Vision-based obstacle avoidance in autonomous mode

Hello guys, I am trying to develop new capabilities for ROV by my own( Raspberry PI 3 + pihawk2.4.8 ), such as vision-based obstacle avoidance.
The basic idea is like, reference to drones, in autonomous mode ROV will follow a series of pre-planned waypoints, it will adjust it’s waypoint to avoid collision when it recognize the obstacle by depth camera.

The problems are:

  1. Is the depth camera available in underwater environment( let’s suppose ROV drive in clear water like swimming pool)? I heard about the infrared light peforms badly and the camera is really expensive.
  2. Is one camera enough? In my plan the ROV should recognize a object( like humanbeing, fishes ) besides get depth information of obstacle.
  3. Where can I custom obstacle avoidance algorithm if I get the depth information successfully? In Raspberry PI or pixhawk? Can anybody show me the specific position of code file? It seems like I need to use these information to re-planned local waypoints.

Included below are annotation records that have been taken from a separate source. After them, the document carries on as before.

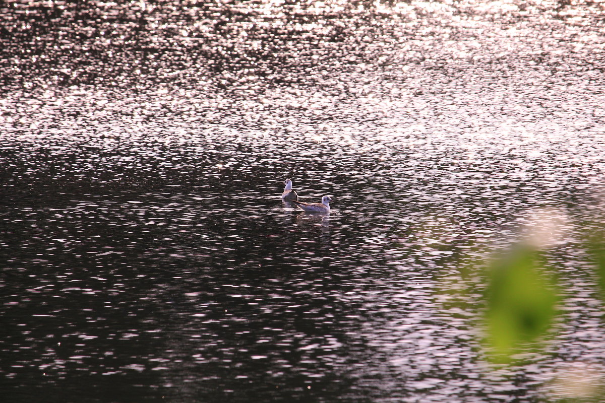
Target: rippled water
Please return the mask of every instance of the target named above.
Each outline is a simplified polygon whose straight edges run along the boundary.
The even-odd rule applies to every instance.
[[[0,5],[2,395],[532,402],[561,367],[598,373],[574,224],[603,221],[603,13]],[[287,177],[331,213],[283,204]],[[540,211],[567,218],[564,321],[493,370],[476,312],[436,290]]]

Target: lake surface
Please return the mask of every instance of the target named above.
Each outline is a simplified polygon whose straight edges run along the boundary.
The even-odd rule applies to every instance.
[[[597,382],[578,224],[604,221],[604,14],[0,5],[3,398],[522,402]],[[283,203],[286,178],[331,213]],[[478,310],[438,290],[553,218],[564,317],[494,369]]]

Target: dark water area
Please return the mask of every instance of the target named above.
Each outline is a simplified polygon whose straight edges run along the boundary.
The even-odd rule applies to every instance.
[[[3,401],[589,395],[605,332],[578,240],[603,224],[604,13],[0,5]],[[283,202],[286,178],[330,214]],[[437,291],[536,234],[563,317],[543,353],[494,369],[482,302]]]

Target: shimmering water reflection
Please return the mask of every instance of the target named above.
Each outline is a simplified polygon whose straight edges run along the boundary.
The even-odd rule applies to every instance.
[[[603,221],[603,10],[523,4],[0,7],[7,401],[534,402],[583,366],[597,384],[578,224]],[[283,203],[286,178],[333,211]],[[438,291],[545,216],[563,317],[494,369],[481,290]]]

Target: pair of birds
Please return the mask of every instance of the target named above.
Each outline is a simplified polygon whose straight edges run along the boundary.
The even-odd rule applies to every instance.
[[[329,196],[324,196],[321,198],[321,203],[305,203],[298,201],[298,195],[296,192],[292,190],[292,181],[289,179],[284,181],[286,187],[284,188],[284,193],[281,194],[281,199],[284,201],[292,202],[300,208],[306,211],[315,213],[329,213],[330,202],[332,201]]]

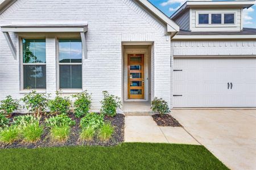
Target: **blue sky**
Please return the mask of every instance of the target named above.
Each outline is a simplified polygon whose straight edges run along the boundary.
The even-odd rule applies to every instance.
[[[185,0],[148,0],[170,16]],[[256,6],[243,10],[243,27],[256,28]]]

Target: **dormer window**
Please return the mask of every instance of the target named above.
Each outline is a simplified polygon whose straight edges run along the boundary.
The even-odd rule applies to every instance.
[[[209,14],[199,14],[199,24],[209,24]]]
[[[221,14],[212,14],[212,24],[221,24]]]
[[[235,24],[235,13],[197,13],[198,27],[224,27],[224,25]]]
[[[224,24],[234,24],[234,14],[224,14]]]

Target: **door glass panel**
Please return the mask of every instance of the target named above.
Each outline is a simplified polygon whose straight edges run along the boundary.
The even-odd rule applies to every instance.
[[[141,73],[130,73],[130,79],[139,79],[141,78]]]
[[[130,66],[131,70],[141,70],[141,65],[132,65]]]
[[[131,95],[141,95],[142,91],[141,89],[131,89],[130,90],[130,94]]]
[[[141,81],[133,81],[131,82],[130,86],[142,86],[142,84]]]
[[[141,57],[131,57],[130,61],[141,62]]]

I’ ve tried to find these answers in the Interent but get nothing, and I’m a new guy in ROV developments. Thank you very much for your help!

1 Like

Hi @Alex001, welcome to the forum :slight_smile:

To follow waypoints the vehicle needs a position estimate, which requires some form of positioning sensor.

You’ll likely need to use a stereo camera for this, and get the depth from the stereo difference. The camera itself can be inside an enclosure, so doesn’t necessarily need to have its own waterproofing.

There’s a thread here about OAK cameras, which may be of interest.

That depends what approach you’re taking. A stereo camera has (at least) two cameras. If you’re doing your own stereo differencing then that could be two separate cameras, or you could have a package that includes the cameras and does the differencing for you.

Object detection requires some form of classification model. It may be possible to run that on the Raspberry Pi at low framerates and resolutions, but that kind of functionality is also possible on an OAK camera. I’d recommend avoiding excessive processing on the Raspberry Pi, because it could overheat and end up throttling the performance of the vehicle operation components.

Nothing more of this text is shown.